Você acha que o progresso feito com os Comuneros del Sur e o Coordenador Nacional pode mudar essa percepção de "paz total"? Acredito que é possível progredir com esses grupos, embora, para mim, a joia da coroa continue sendo a continuação, ou pelo menos a manutenção ativa, das negociações com o ELN. Por quê? Porque, internacionalmente, o próximo passo após as negociações com as FARC foi o ELN, que é o segundo grupo mais importante e que, de forma emblemática, deu o tom de que estava havendo progresso na busca pela paz.
Não ignoro a importância das negociações com outros grupos armados, com dissidentes e até mesmo com grupos de autodefesa, na medida em que esses grupos, de alguma forma, tinham que ter um lugar no sistema de justiça transicional, já que tinham relações com os militares da época.
Que caminho seguir então? Qualquer esforço para alcançar a paz, mesmo que seja entre duas pessoas, é bem-vindo. Aliás, acredito que o país não vai recuar. Entendo que alguns meios de comunicação e certos grupos de interesse pensem que podem mergulhar este país de volta a um estado de guerra, onde a única alternativa é o combate, por assim dizer, o terrorismo, e qualquer possibilidade de negociação será eliminada.

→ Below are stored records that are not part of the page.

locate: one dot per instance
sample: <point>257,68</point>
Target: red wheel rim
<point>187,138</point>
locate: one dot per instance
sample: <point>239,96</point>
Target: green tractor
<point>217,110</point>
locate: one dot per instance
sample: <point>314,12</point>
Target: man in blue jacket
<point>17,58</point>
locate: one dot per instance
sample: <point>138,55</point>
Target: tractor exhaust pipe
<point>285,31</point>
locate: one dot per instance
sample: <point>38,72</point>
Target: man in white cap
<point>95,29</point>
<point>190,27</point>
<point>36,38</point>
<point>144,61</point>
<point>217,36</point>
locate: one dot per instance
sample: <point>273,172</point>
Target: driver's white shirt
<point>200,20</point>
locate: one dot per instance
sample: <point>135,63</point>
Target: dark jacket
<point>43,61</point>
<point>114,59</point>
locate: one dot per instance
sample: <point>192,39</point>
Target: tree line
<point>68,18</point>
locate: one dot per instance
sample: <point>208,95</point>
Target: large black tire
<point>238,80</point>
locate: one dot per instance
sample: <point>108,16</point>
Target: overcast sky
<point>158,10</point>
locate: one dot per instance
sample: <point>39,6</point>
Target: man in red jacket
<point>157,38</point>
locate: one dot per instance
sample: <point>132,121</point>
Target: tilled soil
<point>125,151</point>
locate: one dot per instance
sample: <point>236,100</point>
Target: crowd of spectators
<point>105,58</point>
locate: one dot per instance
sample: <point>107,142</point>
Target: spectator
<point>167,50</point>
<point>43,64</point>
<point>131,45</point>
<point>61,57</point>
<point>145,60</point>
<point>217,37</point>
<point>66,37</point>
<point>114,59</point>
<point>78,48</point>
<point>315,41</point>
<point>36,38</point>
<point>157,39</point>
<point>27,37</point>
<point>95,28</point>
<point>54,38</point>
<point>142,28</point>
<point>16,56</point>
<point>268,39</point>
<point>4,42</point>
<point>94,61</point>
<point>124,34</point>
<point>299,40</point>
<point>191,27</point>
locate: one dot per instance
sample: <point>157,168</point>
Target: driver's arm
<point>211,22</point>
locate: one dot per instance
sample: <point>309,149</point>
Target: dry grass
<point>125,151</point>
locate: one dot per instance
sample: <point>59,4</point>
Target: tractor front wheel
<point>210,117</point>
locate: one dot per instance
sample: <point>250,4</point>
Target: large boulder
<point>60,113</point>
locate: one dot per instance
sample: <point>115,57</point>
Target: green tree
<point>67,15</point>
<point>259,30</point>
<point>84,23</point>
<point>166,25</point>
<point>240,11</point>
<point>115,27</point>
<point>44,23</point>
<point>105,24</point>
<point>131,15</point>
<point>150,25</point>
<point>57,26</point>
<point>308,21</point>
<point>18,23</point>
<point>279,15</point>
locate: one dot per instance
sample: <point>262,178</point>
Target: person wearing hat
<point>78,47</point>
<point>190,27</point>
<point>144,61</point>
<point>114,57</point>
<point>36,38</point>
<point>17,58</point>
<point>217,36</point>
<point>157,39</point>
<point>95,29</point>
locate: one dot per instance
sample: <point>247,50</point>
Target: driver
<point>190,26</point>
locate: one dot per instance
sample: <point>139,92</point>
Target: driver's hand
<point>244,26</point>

Senador Iván Cepeda; Pablo Beltrán do ELN; e Otty Patiño, comissário de paz. Foto: Maurício Dueñas. EFE
Acho que há setores interessados nisso, mas acredito que essa estratégia não prosperará. Porque, no fim das contas, com o progresso que o país fez em termos de paz, a alternativa para o futuro não pode ser um retorno à guerra de 20 anos atrás. Trata-se de encontrar uma maneira de fazer a paz de forma mais rápida e menos dolorosa. E isso tem muito a ver com o que legitimou os acordos com as FARC, que não foi um golpe de sorte, mas sim com a decisão tomada de que o referencial ético para a paz não eram os perpetradores, mas as vítimas. Como disse o Papa Francisco: a paz não é um destino, a paz é um processo.

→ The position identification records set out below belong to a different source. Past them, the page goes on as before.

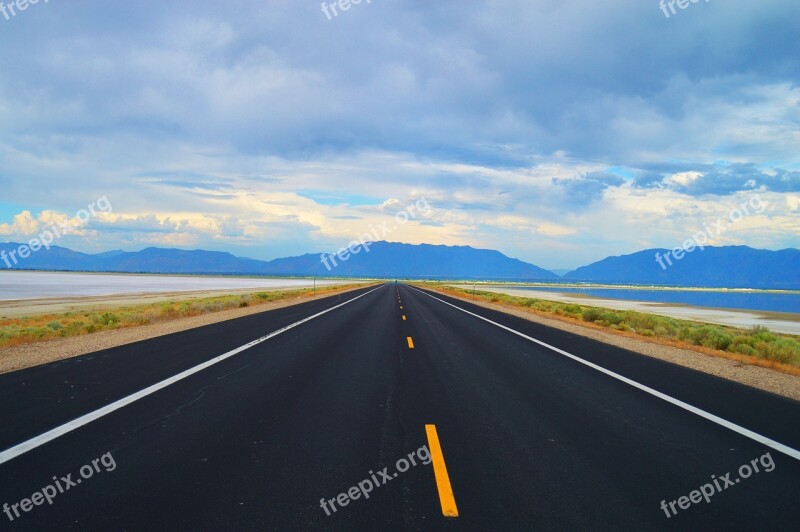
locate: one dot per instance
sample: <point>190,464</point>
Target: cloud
<point>266,129</point>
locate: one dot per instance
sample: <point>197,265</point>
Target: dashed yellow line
<point>446,497</point>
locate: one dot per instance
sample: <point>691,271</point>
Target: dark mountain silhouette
<point>384,259</point>
<point>728,266</point>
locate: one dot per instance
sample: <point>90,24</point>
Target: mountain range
<point>728,266</point>
<point>384,259</point>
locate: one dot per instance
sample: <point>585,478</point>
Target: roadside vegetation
<point>758,343</point>
<point>25,330</point>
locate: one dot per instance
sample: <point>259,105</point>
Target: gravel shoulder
<point>29,355</point>
<point>758,377</point>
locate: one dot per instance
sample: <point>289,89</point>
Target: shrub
<point>744,349</point>
<point>591,314</point>
<point>612,318</point>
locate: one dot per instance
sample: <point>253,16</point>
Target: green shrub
<point>591,314</point>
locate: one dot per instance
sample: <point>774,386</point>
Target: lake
<point>764,301</point>
<point>36,285</point>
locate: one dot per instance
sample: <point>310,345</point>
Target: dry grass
<point>757,346</point>
<point>26,330</point>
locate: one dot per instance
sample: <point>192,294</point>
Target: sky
<point>556,131</point>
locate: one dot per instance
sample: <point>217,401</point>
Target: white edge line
<point>33,443</point>
<point>785,449</point>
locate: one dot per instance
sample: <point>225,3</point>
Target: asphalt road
<point>529,438</point>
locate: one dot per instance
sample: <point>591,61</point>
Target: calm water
<point>34,285</point>
<point>728,300</point>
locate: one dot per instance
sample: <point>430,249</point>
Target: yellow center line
<point>446,498</point>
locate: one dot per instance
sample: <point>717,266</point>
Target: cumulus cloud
<point>267,129</point>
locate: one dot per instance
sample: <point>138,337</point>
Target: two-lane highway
<point>208,436</point>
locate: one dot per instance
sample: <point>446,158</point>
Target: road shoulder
<point>29,355</point>
<point>757,377</point>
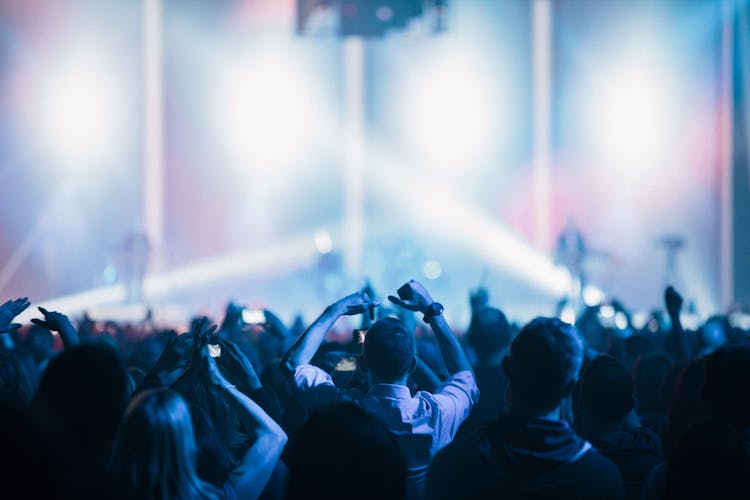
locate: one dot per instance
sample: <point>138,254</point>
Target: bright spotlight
<point>266,112</point>
<point>79,111</point>
<point>621,321</point>
<point>432,269</point>
<point>607,312</point>
<point>592,296</point>
<point>631,114</point>
<point>323,241</point>
<point>568,315</point>
<point>447,120</point>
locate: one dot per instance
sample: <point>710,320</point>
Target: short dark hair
<point>543,363</point>
<point>389,348</point>
<point>369,462</point>
<point>726,382</point>
<point>605,390</point>
<point>489,331</point>
<point>87,386</point>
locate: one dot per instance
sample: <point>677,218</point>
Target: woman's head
<point>155,449</point>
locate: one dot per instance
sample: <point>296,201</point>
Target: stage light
<point>568,315</point>
<point>592,296</point>
<point>267,112</point>
<point>323,241</point>
<point>607,312</point>
<point>432,269</point>
<point>621,321</point>
<point>631,113</point>
<point>79,115</point>
<point>446,118</point>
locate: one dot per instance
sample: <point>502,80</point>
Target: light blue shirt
<point>422,424</point>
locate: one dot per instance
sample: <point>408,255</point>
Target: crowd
<point>401,408</point>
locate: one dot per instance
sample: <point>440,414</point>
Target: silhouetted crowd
<point>399,408</point>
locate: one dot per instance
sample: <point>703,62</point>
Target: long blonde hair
<point>155,450</point>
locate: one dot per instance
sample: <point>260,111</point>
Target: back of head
<point>543,363</point>
<point>489,332</point>
<point>605,391</point>
<point>726,382</point>
<point>155,449</point>
<point>650,373</point>
<point>389,349</point>
<point>345,453</point>
<point>14,383</point>
<point>86,386</point>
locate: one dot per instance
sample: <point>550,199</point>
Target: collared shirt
<point>422,424</point>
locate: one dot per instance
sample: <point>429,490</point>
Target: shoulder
<point>601,475</point>
<point>464,459</point>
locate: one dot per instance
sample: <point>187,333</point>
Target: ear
<point>413,365</point>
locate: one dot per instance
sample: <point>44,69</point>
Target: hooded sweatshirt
<point>518,457</point>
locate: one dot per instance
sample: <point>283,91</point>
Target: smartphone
<point>253,316</point>
<point>347,364</point>
<point>358,336</point>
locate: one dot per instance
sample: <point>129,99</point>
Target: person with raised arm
<point>423,423</point>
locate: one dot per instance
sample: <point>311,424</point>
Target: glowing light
<point>631,114</point>
<point>266,112</point>
<point>434,205</point>
<point>592,296</point>
<point>639,320</point>
<point>79,110</point>
<point>621,321</point>
<point>607,312</point>
<point>323,241</point>
<point>568,315</point>
<point>432,269</point>
<point>447,121</point>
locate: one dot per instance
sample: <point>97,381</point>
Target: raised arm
<point>415,297</point>
<point>305,347</point>
<point>256,466</point>
<point>673,302</point>
<point>58,322</point>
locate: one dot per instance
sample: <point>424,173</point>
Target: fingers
<point>399,302</point>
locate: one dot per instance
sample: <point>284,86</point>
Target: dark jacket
<point>518,457</point>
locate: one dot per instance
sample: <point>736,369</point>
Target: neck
<point>376,379</point>
<point>519,409</point>
<point>491,360</point>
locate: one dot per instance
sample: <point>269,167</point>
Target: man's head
<point>389,351</point>
<point>86,388</point>
<point>605,391</point>
<point>542,365</point>
<point>726,382</point>
<point>489,332</point>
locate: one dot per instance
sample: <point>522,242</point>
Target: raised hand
<point>274,325</point>
<point>237,367</point>
<point>412,296</point>
<point>673,301</point>
<point>58,322</point>
<point>53,321</point>
<point>479,298</point>
<point>356,303</point>
<point>201,331</point>
<point>9,311</point>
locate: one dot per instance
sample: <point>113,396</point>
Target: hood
<point>531,446</point>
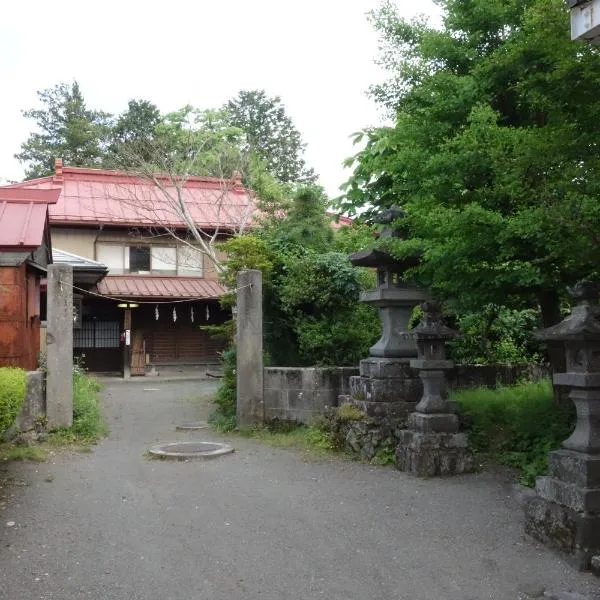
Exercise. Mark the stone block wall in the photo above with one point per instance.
(300, 394)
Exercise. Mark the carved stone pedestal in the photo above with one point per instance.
(565, 513)
(431, 445)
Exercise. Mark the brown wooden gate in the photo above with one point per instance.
(138, 353)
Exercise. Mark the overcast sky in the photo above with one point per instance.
(317, 55)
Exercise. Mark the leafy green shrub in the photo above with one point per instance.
(87, 417)
(225, 399)
(497, 335)
(349, 412)
(13, 383)
(88, 422)
(318, 295)
(516, 425)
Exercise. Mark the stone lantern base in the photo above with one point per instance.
(433, 447)
(565, 512)
(386, 388)
(386, 392)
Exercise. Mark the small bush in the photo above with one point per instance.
(225, 400)
(88, 422)
(516, 425)
(349, 412)
(13, 383)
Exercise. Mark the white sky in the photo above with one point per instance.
(317, 55)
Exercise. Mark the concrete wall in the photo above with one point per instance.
(34, 406)
(83, 243)
(300, 394)
(470, 376)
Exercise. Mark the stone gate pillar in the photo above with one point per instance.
(249, 345)
(59, 343)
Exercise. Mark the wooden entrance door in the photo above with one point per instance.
(138, 353)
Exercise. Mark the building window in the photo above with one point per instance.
(139, 259)
(111, 255)
(164, 258)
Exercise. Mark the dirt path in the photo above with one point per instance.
(259, 524)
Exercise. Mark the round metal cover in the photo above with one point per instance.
(192, 426)
(184, 450)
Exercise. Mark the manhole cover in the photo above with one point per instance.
(191, 450)
(191, 426)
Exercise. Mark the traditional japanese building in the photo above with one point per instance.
(25, 252)
(137, 265)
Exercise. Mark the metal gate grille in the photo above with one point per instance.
(97, 334)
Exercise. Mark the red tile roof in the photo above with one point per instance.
(23, 217)
(143, 286)
(101, 197)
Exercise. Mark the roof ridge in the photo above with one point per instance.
(136, 175)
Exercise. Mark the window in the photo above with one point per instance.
(112, 256)
(139, 259)
(164, 258)
(189, 261)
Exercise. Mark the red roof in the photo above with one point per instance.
(23, 217)
(143, 286)
(101, 197)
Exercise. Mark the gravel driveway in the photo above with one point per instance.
(262, 523)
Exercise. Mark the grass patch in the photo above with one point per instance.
(9, 452)
(311, 440)
(12, 393)
(516, 425)
(88, 423)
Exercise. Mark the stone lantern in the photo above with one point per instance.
(432, 445)
(387, 388)
(565, 513)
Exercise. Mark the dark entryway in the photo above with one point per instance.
(97, 341)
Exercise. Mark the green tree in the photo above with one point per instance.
(305, 224)
(67, 129)
(133, 133)
(270, 134)
(493, 154)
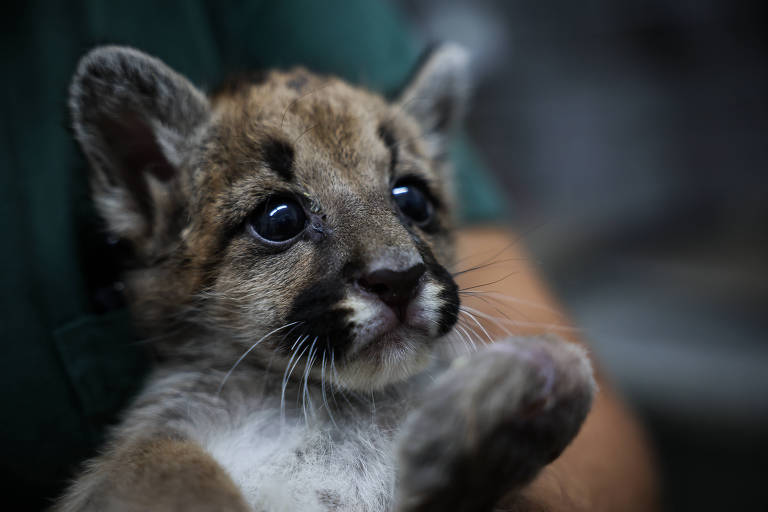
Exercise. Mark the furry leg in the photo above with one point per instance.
(491, 422)
(162, 475)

Como você vê as perspectivas eleitorais para 2026? Assim como há 50 anos se dizia que a alternativa aqui eram os liberais ou os conservadores e que não havia outra saída, agora também poderíamos ter a possibilidade de construir alternativas ideológicas em termos políticos, mas não como resultado da polarização, que seria quase um choque de emoções em torno de paixões, mas sim como resultado de um esforço para construir alternativas. Vejo que, do lado progressista, uma frente ampla poderia ser construída, como a do Uruguai e do México, com a participação não apenas de setores de partidos políticos ou organizações políticas, mas também de organizações sociais, setores acadêmicos e setores da juventude. Mas também vejo que uma alternativa de centro-direita poderia ser construída. O importante é não cair em extremos e não ser novamente colocado no dilema de votar em um extremo da esquerda e outro da direita. Se isso for alcançado, acredito que o país avançaria muito, porque teria alternativas muito mais claras do que as que tinha há 50 anos: liberais ou conservadores.